J'ai vos lettres ici trois heures plutôt qu’au Val Richer, presque en me levant. C'est très agréable. Vous n'aurez rien à faire, car il n'y aura pas de coup d'Etat. C'est l’impression qu'il est impossible de ne pas avoir en province. Le pays n'est pas du tout agité et assez peu effrayé ; il se croit sûr de se tirer d'affaire c’est-à-dire de battre les rouges et de maintenir l'ordre par les voies régulières. Et comme, il ne demande pas davantage, il ne comprendra pas qu'on fasse un coup d'Etat inutile pour avoir cela, et bon uniquement pour avoir autre chose, dont on ne se soucie pas du tout. Est-ce là du bon sens ou une folle imprévoyance ? Nous verrons. En attendant soyez sûre que hors de Paris, personne ne pense à un coup d'état, et que, s’il arrive ce sera un coup de tonnerre que personne ne comprendra et dont tout le monde aura peur.

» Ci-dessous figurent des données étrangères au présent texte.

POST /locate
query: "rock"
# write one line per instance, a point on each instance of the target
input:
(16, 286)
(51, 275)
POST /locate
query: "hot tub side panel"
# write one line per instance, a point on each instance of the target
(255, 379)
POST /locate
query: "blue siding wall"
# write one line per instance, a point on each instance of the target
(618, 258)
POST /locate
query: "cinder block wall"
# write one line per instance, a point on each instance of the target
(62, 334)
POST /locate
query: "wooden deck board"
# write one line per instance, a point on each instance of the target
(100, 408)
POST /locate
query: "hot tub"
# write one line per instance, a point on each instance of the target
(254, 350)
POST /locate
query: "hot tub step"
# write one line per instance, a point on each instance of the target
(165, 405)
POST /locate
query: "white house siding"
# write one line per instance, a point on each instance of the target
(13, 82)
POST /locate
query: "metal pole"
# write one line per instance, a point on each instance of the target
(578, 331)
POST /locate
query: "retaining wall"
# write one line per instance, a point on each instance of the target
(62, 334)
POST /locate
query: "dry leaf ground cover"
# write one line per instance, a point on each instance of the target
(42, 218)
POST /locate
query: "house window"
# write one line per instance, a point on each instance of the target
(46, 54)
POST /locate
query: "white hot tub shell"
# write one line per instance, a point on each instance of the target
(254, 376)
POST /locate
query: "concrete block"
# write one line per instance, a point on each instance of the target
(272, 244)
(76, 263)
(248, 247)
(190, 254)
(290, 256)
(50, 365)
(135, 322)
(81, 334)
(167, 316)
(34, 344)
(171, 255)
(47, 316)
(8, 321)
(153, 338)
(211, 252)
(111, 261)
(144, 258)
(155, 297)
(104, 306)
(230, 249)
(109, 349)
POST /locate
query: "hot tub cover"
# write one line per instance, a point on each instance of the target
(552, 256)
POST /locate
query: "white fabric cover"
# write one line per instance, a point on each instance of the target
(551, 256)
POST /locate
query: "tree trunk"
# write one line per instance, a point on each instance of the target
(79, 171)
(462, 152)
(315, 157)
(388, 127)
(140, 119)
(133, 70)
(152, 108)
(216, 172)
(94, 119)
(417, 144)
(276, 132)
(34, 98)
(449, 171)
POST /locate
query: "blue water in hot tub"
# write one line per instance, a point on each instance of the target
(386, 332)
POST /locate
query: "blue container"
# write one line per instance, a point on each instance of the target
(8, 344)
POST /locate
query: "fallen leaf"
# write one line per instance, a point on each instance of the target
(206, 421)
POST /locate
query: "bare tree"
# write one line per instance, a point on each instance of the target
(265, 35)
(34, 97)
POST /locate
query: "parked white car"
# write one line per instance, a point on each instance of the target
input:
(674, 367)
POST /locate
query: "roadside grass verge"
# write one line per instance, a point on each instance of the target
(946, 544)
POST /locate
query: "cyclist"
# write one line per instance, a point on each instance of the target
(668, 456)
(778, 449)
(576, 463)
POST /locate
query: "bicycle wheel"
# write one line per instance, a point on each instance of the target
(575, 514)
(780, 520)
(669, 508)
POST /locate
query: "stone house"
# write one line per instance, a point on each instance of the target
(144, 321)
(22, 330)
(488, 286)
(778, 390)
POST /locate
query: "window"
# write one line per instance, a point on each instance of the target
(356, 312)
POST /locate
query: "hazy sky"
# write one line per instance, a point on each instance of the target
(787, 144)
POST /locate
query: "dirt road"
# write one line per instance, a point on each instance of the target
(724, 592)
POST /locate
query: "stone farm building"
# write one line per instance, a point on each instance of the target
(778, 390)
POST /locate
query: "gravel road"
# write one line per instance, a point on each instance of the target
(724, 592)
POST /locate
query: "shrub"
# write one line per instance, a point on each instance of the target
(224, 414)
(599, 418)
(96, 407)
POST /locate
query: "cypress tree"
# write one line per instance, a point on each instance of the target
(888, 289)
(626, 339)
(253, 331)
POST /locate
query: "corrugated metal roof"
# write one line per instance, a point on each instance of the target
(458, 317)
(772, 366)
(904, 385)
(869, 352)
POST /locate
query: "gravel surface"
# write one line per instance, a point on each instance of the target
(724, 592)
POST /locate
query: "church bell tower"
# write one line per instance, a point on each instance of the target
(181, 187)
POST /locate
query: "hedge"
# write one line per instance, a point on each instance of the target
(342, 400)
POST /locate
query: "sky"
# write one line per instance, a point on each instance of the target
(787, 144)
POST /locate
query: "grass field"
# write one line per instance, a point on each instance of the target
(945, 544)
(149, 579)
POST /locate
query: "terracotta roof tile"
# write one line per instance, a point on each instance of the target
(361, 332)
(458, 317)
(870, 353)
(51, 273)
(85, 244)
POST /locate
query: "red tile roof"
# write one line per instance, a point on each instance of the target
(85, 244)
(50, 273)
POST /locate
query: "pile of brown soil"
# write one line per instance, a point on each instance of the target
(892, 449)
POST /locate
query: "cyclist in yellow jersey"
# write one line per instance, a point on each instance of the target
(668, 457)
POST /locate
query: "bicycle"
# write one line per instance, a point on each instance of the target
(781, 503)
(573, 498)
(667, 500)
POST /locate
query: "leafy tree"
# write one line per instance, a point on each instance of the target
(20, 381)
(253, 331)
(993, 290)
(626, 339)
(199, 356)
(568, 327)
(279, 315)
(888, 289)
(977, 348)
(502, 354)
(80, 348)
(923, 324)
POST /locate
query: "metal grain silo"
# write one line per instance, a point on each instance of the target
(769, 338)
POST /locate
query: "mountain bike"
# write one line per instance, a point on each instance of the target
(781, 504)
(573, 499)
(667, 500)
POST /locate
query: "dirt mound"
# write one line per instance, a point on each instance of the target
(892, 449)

Mauvais moment pour se marier. Il faut que le président attende Juin 1852, comme mes marchands de Lisieux pour faire leurs grandes commandes de toile et vous pour changer vos tapis. Selon moi, même après 1852, le Président aurait tort de se marier ; il en sera plus embarrassé qu'affermi. Garçon, tous les avenirs lui sont possibles ; marié, il n'en a plus qu’un ; il faut qu’il fonde une dynastie. Et bien des choses qu'on lui passe encore pas tout à fait, garçon, on ne les lui passera plus du tout, marié.
Je trouve comme vous, l'article de l'Assemblée nationale excellent, et très à propos. Tous les jours, j'ai plus de peine à me persuader que cette candidature aille jusqu'au bout. Une seule cause peut la maintenir ; les inventeurs y sont à présent fort compromis ; la retraite leur est difficile ; et le Prince dont iIs font leur instrument n’est guère en état de résister aux inventeurs, et de leur dire décidément un jour non.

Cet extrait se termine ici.